The Russians took over the lead in the original dance and all was right in the world again. Navka said that their third place start may help them win in Torino.
“I told myself that this can happen at the Olympics,” Navka said. “You have to compete against yourself.”
In the free dance, their “Carmen” was dramatic, full of intricate spins and lifts. It even had a little blood.
“I didn't get into the right position, and I tried to grab my blade and hold it close to my head,” said Navka, who cut her hand. “(The cut) is quite deep.”
She received her flowers and medal on the victory stand with a bandaged right hand before heading to the hospital.
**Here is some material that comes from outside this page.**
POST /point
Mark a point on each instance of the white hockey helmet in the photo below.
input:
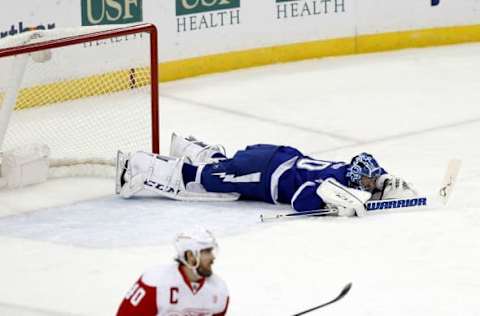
(194, 241)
In third were Drobiazko and Vanagas, They may be 34 and 35 but “We are like children with the new system,” Drobiazko said.
“The audience likes Rita and Povilas,” Goncharov said. “They came back to competition after four years. However things have changed. It is no longer going out there and skating. A calculator and stop watch are needed now.”
“Honestly when we started, I forgot about the levels (of the elements),” Drobiazko said. “When we finished I thought ‘oops, what about the levels?”
The competition ended with Russians getting six of the 12 medals.